The timeline is as follows: admission to the emergency department at 8:30 a.m. with changes in speech and sensorium, and weakness of her right arm at 11:30 a.m., three hours later. The CT was ordered 50 minutes later, but we do not know when the CT was read by the radiologist and if the radiologist who viewed the films was on site. We don't know if the film was ordered stat, when it was finally read, or when the results were conveyed to the treating physician. To whom and when were the results of the CT scan conveyed? Was the reading of this CT scan considered critical laboratory/test results and conveyed in that manner? Did the radiologist contact the patient's physician directly or just send the preliminary report to the emergency department? Was the radiologist made aware of the patient's significant neurological changes as the clinical indication for the CT scan and to convey the significance of the situation? Only the chart documentation and a detailed timeline would provide us with some of this critical information.
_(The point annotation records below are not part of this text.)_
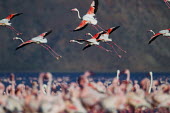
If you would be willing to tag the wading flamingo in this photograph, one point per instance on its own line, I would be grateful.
(104, 37)
(90, 42)
(5, 22)
(89, 17)
(41, 40)
(165, 33)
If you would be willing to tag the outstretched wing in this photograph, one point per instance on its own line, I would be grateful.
(110, 30)
(24, 44)
(82, 25)
(154, 37)
(93, 7)
(11, 16)
(45, 33)
(87, 46)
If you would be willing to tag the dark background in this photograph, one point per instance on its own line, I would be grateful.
(134, 16)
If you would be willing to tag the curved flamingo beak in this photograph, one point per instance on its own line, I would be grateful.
(74, 9)
(71, 41)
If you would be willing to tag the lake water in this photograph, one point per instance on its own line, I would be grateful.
(27, 77)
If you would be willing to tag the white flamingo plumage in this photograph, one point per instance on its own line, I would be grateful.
(167, 3)
(5, 22)
(104, 37)
(41, 40)
(91, 42)
(88, 18)
(165, 33)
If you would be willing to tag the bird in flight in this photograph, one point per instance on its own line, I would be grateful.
(90, 42)
(40, 40)
(104, 37)
(165, 33)
(5, 22)
(167, 3)
(88, 18)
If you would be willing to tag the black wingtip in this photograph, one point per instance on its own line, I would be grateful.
(17, 14)
(48, 32)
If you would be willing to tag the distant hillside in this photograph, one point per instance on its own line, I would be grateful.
(134, 16)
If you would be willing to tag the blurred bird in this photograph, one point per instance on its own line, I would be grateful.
(165, 33)
(41, 40)
(5, 22)
(104, 37)
(167, 3)
(90, 42)
(89, 17)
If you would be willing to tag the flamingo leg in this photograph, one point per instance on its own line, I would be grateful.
(52, 50)
(95, 27)
(114, 50)
(118, 47)
(13, 29)
(168, 37)
(101, 47)
(49, 51)
(100, 27)
(167, 3)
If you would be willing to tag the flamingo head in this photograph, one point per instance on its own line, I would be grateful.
(74, 9)
(15, 38)
(72, 41)
(150, 30)
(88, 34)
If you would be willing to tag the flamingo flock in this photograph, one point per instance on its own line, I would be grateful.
(86, 95)
(102, 35)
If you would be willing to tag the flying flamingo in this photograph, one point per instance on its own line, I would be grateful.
(90, 42)
(167, 3)
(165, 33)
(41, 40)
(104, 37)
(89, 17)
(5, 22)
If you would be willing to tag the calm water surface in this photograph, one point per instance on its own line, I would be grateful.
(26, 78)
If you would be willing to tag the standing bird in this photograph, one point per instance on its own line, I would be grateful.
(90, 42)
(165, 33)
(89, 17)
(104, 37)
(5, 22)
(167, 3)
(41, 40)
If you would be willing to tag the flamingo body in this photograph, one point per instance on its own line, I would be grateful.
(41, 40)
(165, 33)
(6, 22)
(88, 18)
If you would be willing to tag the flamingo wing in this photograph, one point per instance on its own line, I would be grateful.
(112, 29)
(82, 25)
(11, 16)
(93, 7)
(87, 46)
(45, 33)
(81, 40)
(154, 37)
(97, 35)
(24, 44)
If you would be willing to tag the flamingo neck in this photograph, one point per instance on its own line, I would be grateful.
(21, 39)
(152, 32)
(90, 34)
(78, 13)
(150, 87)
(78, 42)
(117, 76)
(128, 76)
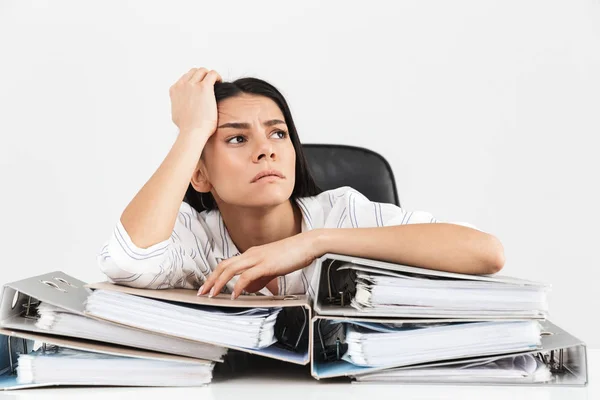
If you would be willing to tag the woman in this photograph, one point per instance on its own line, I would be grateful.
(253, 218)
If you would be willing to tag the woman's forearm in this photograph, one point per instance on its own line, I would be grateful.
(439, 246)
(150, 216)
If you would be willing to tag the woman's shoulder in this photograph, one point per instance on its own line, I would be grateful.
(340, 196)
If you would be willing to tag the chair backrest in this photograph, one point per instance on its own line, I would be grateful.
(334, 165)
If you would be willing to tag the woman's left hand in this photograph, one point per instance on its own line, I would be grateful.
(258, 265)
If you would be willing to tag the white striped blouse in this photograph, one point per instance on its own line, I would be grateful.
(200, 241)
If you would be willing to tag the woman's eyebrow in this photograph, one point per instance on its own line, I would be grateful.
(245, 125)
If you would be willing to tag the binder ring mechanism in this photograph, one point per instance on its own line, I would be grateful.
(342, 296)
(13, 363)
(30, 312)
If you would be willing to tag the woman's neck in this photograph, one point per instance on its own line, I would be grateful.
(250, 227)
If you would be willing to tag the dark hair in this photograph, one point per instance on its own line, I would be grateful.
(305, 185)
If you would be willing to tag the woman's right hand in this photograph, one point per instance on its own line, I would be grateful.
(193, 103)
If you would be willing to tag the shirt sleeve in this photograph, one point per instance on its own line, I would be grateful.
(177, 262)
(348, 208)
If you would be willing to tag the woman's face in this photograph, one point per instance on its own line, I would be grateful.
(251, 138)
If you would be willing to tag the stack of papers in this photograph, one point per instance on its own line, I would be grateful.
(252, 328)
(59, 321)
(513, 369)
(411, 294)
(386, 345)
(76, 367)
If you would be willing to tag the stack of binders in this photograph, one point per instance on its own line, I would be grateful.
(58, 330)
(381, 322)
(373, 322)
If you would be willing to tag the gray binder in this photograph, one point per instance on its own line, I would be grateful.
(565, 355)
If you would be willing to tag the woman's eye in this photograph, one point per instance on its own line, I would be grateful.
(283, 134)
(234, 140)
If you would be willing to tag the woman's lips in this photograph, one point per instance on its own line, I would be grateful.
(271, 173)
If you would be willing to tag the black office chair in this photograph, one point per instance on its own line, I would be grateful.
(334, 165)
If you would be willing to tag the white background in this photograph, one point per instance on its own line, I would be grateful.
(486, 110)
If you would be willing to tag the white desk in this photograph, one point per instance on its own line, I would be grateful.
(288, 382)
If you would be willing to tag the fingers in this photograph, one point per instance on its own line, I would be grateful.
(226, 276)
(212, 77)
(221, 275)
(186, 77)
(210, 281)
(198, 75)
(245, 279)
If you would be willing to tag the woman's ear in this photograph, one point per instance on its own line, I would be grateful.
(200, 180)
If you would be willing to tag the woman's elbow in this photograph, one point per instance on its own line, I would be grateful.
(495, 255)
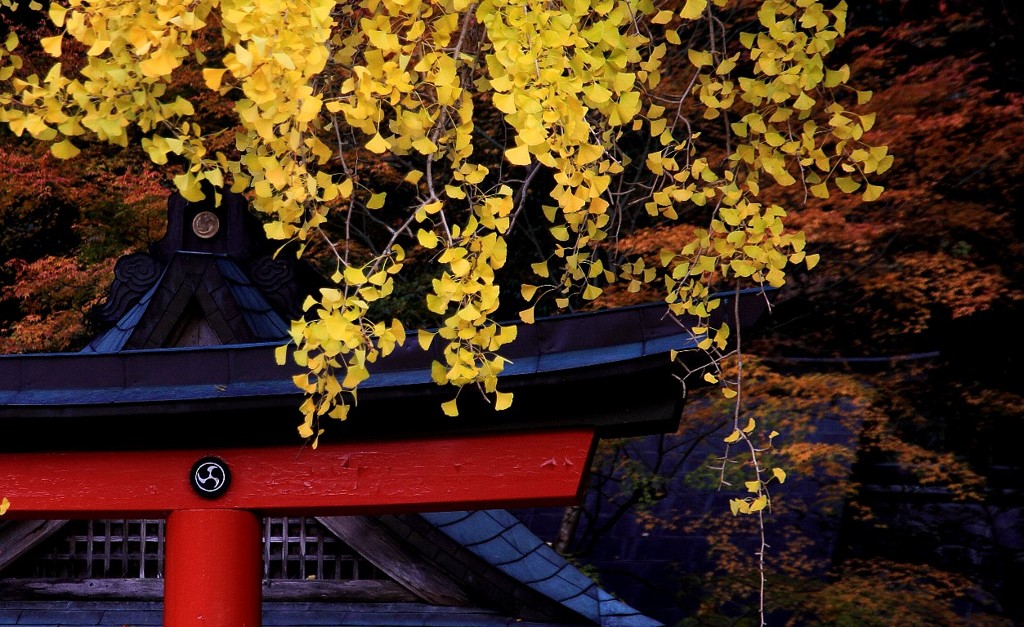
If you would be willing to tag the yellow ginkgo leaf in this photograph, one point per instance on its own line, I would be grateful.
(378, 144)
(51, 45)
(503, 401)
(65, 150)
(518, 156)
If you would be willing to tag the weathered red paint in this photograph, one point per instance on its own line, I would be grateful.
(212, 569)
(453, 472)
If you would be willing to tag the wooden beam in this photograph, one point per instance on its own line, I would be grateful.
(374, 542)
(355, 591)
(430, 473)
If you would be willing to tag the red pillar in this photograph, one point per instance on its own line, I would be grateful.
(212, 570)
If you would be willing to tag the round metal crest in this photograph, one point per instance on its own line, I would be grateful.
(210, 476)
(206, 224)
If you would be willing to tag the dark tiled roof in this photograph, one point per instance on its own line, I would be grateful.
(503, 541)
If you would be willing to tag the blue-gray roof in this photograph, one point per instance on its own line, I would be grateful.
(500, 539)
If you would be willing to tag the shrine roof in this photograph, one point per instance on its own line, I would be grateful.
(555, 367)
(504, 542)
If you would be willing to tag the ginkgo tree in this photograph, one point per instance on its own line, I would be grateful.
(628, 110)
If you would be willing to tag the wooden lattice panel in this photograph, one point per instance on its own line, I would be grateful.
(301, 548)
(293, 549)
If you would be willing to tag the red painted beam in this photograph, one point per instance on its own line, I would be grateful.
(213, 569)
(455, 472)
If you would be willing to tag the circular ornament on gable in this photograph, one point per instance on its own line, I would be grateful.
(210, 476)
(206, 224)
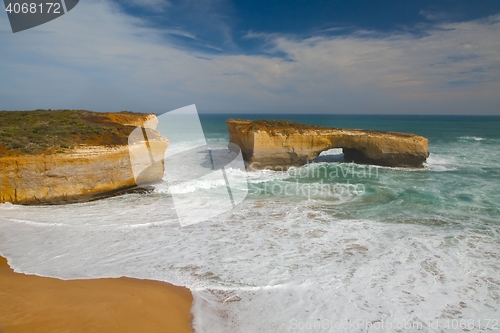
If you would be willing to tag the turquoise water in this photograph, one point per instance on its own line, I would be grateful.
(459, 187)
(313, 249)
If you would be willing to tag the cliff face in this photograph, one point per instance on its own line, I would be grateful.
(85, 172)
(279, 144)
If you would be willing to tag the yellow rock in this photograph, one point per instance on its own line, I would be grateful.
(86, 172)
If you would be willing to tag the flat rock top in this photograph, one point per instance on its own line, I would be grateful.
(58, 131)
(289, 127)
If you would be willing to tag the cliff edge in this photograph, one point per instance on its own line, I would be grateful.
(64, 156)
(278, 144)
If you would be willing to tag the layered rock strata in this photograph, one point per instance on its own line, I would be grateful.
(86, 172)
(277, 145)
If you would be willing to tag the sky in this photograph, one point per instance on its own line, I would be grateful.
(297, 56)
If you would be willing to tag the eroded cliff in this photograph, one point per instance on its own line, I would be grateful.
(280, 144)
(100, 164)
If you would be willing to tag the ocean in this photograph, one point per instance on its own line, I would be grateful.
(327, 247)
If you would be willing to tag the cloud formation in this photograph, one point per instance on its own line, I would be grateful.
(98, 57)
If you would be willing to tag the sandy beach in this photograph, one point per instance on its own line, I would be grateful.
(31, 303)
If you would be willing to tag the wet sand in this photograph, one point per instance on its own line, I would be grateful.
(31, 303)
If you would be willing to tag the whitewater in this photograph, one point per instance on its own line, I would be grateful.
(380, 250)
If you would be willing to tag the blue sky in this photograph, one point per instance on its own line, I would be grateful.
(402, 57)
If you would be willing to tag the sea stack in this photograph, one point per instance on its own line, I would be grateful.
(280, 144)
(67, 156)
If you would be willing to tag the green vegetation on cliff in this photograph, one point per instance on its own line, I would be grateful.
(47, 131)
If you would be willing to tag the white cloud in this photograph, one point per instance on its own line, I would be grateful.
(102, 59)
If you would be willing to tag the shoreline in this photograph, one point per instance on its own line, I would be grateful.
(30, 303)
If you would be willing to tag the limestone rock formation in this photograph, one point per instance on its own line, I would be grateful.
(86, 172)
(277, 145)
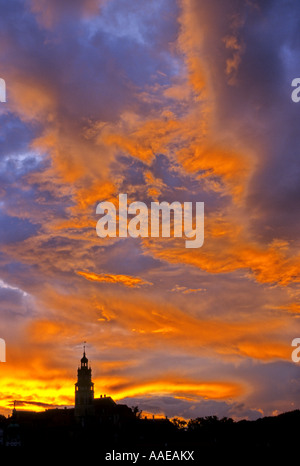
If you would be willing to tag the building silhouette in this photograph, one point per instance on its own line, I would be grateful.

At this point, we don't know if a neurologist had been called in to consult and if the patient had been admitted or was still in the emergency department. If a neurologist was not called to consult, then why not? What are the standards in this facility regarding when to call in a neurologist or neurosurgeon? If she were still in the emergency department, how often and by whom was she being monitored? Emergency departments are not intended nor are they staffed to monitor patients to the extent patients are monitored in an intensive care unit or an inpatient nursing unit.

The time between when the CT scan was ordered and the patient suffered a seizure and hemorrhage and put on a ventilator was 5 hours and 15 minutes, at which time she was transferred to a hospital in a large metropolitan area. Again, this raises the question of when the CT scan was read, when were the results conveyed, and to whom? We still don't know if and when a neurologist or neurosurgeon was called or if called when he/she came to the emergency department. Another CT scan was done at the subsequent hospital that showed an intra-cranial hemorrhage. When compared to the films taken at the first hospital, significant abnormalities were evident.
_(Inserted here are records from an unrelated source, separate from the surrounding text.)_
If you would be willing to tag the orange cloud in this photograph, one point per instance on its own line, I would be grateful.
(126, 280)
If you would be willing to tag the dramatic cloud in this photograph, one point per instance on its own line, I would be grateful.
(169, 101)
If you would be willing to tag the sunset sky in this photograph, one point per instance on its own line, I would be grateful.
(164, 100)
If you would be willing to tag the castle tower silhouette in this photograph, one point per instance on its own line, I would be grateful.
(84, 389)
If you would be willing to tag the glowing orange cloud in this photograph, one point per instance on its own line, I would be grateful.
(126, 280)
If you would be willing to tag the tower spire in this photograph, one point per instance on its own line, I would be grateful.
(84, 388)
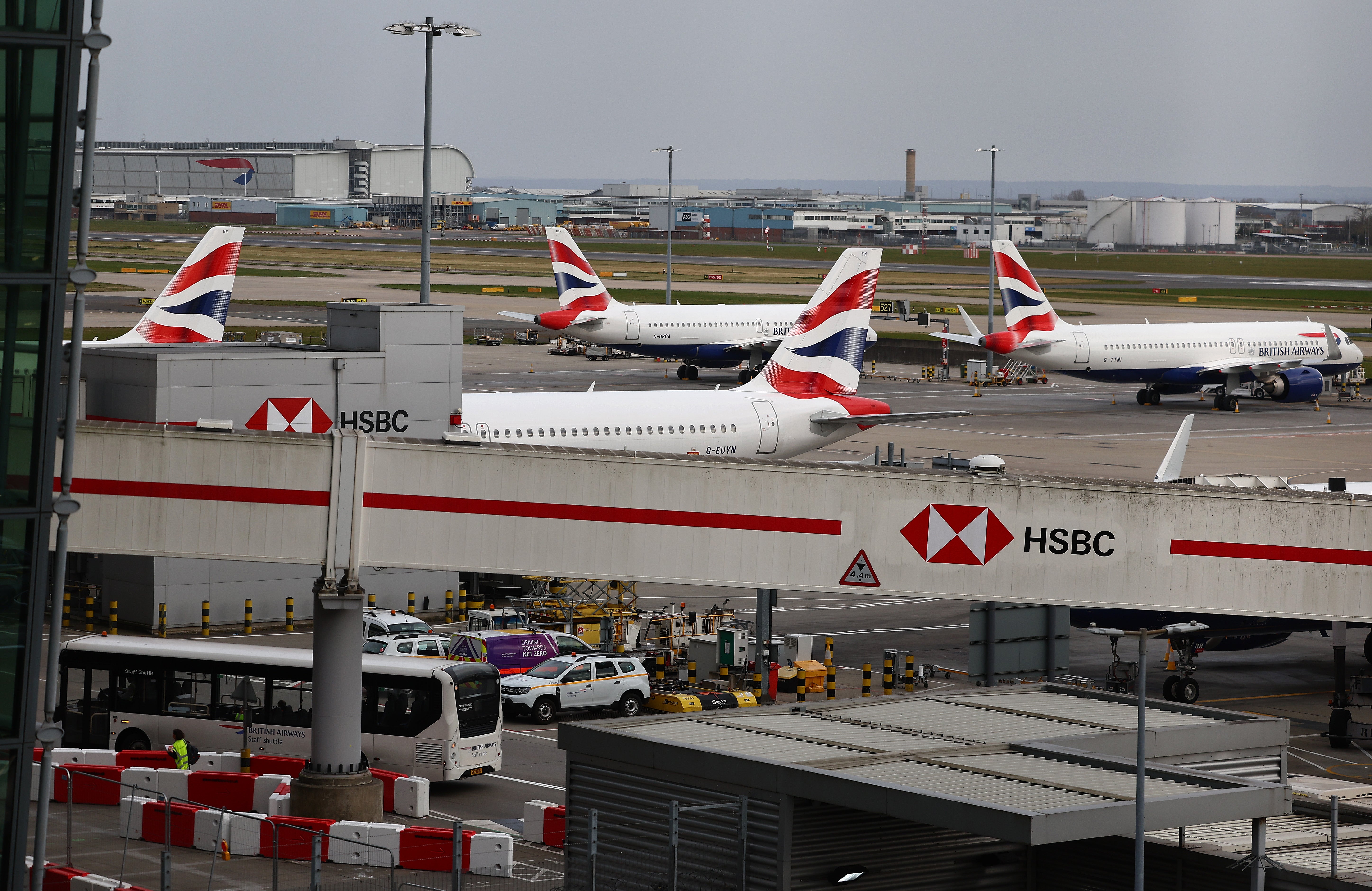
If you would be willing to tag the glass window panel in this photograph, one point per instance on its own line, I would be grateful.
(28, 165)
(33, 16)
(16, 536)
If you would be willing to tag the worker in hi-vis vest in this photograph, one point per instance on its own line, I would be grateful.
(180, 750)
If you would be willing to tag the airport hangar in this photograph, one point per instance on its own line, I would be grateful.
(348, 500)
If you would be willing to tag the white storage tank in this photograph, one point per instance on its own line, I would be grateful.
(1111, 220)
(1160, 223)
(1211, 221)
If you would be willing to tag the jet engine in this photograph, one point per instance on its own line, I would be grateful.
(1300, 384)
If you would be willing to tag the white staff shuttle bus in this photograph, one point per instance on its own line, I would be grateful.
(420, 717)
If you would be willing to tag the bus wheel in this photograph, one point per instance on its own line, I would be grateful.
(545, 711)
(630, 705)
(132, 738)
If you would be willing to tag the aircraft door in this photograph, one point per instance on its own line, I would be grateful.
(1083, 346)
(768, 421)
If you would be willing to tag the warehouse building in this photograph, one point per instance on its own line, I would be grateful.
(342, 169)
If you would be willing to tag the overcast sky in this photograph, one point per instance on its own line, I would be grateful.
(1171, 92)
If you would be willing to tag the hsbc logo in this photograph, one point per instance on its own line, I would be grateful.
(957, 534)
(297, 414)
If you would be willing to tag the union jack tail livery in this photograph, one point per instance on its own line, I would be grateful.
(580, 290)
(1024, 302)
(822, 356)
(195, 303)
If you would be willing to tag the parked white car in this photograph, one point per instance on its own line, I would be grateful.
(411, 644)
(577, 683)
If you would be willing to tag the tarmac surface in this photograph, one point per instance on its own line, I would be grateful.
(1068, 428)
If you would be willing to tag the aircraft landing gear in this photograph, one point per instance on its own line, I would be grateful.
(1183, 687)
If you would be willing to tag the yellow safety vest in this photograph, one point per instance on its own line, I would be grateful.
(183, 757)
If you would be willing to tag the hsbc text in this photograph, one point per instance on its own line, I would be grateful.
(378, 421)
(1080, 542)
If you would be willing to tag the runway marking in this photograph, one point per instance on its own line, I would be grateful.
(887, 631)
(1313, 693)
(512, 779)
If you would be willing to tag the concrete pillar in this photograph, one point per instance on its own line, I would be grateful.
(335, 785)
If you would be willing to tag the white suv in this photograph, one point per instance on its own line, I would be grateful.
(411, 644)
(577, 683)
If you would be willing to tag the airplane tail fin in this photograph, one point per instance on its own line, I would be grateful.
(822, 356)
(1171, 467)
(195, 303)
(1026, 305)
(580, 290)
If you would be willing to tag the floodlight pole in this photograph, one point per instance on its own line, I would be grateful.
(427, 209)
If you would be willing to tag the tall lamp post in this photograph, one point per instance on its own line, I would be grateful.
(1141, 689)
(430, 32)
(672, 151)
(991, 252)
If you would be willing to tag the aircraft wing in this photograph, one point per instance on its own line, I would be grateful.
(833, 419)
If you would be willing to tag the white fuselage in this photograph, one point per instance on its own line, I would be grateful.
(1142, 353)
(691, 325)
(737, 423)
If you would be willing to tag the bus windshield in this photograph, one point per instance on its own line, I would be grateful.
(548, 671)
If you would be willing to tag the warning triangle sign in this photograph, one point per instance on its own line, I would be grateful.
(861, 574)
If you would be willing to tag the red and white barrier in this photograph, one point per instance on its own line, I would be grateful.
(131, 816)
(348, 842)
(383, 835)
(534, 819)
(411, 797)
(212, 827)
(172, 782)
(493, 855)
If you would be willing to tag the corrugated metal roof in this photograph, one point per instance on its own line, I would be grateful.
(1087, 711)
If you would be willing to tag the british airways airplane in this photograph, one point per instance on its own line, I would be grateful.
(804, 398)
(195, 303)
(702, 336)
(1279, 361)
When a situation such as this one arises, the risk manager at the first hospital should conduct a detailed investigation into the timeline and facts of this patient's stay before transfer to the city hospital. The risk manager, on behalf of the hospital, should notify the hospital liability insurance carrier. The doctors involved should notify their individual carriers. The radiologist was part of the radiology group contracted with the hospital to provide radiology services. The risk manager should review the contract to determine whether the radiologist in this matter acted in concert with the terms of the contract.
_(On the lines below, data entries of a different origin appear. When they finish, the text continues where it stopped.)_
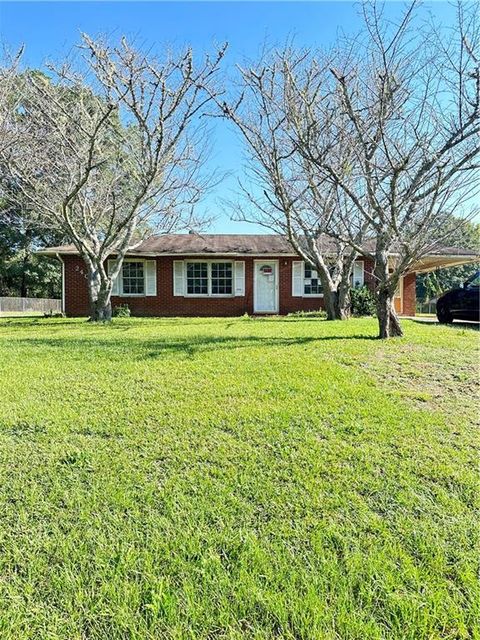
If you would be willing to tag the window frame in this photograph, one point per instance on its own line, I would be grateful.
(121, 293)
(209, 293)
(309, 295)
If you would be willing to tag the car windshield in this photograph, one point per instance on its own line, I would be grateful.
(474, 281)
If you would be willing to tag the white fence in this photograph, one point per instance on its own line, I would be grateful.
(30, 305)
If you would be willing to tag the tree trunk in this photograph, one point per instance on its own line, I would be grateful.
(388, 324)
(336, 301)
(99, 294)
(343, 299)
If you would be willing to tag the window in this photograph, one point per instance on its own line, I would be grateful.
(197, 278)
(311, 282)
(133, 278)
(209, 278)
(222, 278)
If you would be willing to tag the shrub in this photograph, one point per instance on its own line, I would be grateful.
(121, 311)
(362, 302)
(308, 314)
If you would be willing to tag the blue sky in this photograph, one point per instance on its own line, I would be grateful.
(50, 29)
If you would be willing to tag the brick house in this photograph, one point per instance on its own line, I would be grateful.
(224, 275)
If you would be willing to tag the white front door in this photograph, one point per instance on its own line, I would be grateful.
(265, 287)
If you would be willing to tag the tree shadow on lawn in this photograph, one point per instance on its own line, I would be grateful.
(191, 346)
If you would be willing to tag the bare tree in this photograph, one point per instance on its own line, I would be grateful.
(405, 101)
(284, 191)
(8, 97)
(111, 148)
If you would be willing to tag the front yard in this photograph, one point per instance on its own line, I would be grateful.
(238, 479)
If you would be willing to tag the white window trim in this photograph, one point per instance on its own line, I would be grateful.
(120, 276)
(209, 279)
(308, 295)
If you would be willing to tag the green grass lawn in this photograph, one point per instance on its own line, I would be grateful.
(238, 478)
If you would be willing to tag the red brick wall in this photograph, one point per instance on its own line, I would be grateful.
(75, 286)
(166, 304)
(409, 294)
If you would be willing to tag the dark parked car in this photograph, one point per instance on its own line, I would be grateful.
(462, 303)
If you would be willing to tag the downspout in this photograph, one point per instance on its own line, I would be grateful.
(58, 256)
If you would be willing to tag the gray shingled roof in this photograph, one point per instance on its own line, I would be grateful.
(229, 244)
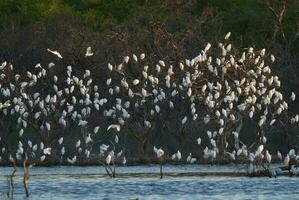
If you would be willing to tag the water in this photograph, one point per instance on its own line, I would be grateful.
(142, 182)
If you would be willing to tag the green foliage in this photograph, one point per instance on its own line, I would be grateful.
(250, 21)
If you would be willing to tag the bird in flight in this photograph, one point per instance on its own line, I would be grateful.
(55, 53)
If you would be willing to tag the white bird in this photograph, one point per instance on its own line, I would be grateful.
(114, 126)
(231, 155)
(184, 120)
(42, 158)
(88, 52)
(60, 141)
(286, 160)
(189, 158)
(55, 53)
(88, 139)
(268, 156)
(96, 129)
(47, 151)
(78, 143)
(108, 159)
(279, 156)
(199, 141)
(135, 82)
(259, 150)
(293, 96)
(160, 153)
(72, 161)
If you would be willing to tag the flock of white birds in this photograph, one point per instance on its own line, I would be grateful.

Does this hospital have a quality control program in the radiology department that entails rereads of an established sample of different types of tests and reads by different radiologists throughout the year, the re-reads done by a different radiologist than the original reading radiologist? Where are those studies reported? Does the risk manager involved have input into trends or patterns of differences in readings? This particular case should be sent for medical peer review. Is this a part of the contract?

This unfortunate adverse untoward outcome meets The Joint Commission standard for a disclosure meeting. More than 25 states have statutes requiring disclosure of adverse events, in addition to The Joint Commission standard. Physicians and risk managers should be familiar with their state's statutes regarding disclosure and apology. In this situation the risk manager should facilitate a root cause analysis into this situation. In addition, the risk manager should facilitate a disclosure meeting with this patient's husband, the physician's involved, and nurses.

The risk manager should facilitate a collaborative review of the protocol for dealing with sustained headaches, including neuroradiology, emergency department physicians, neurologists, and neurosurgeons with a focus on validating or modifying the current practice protocol.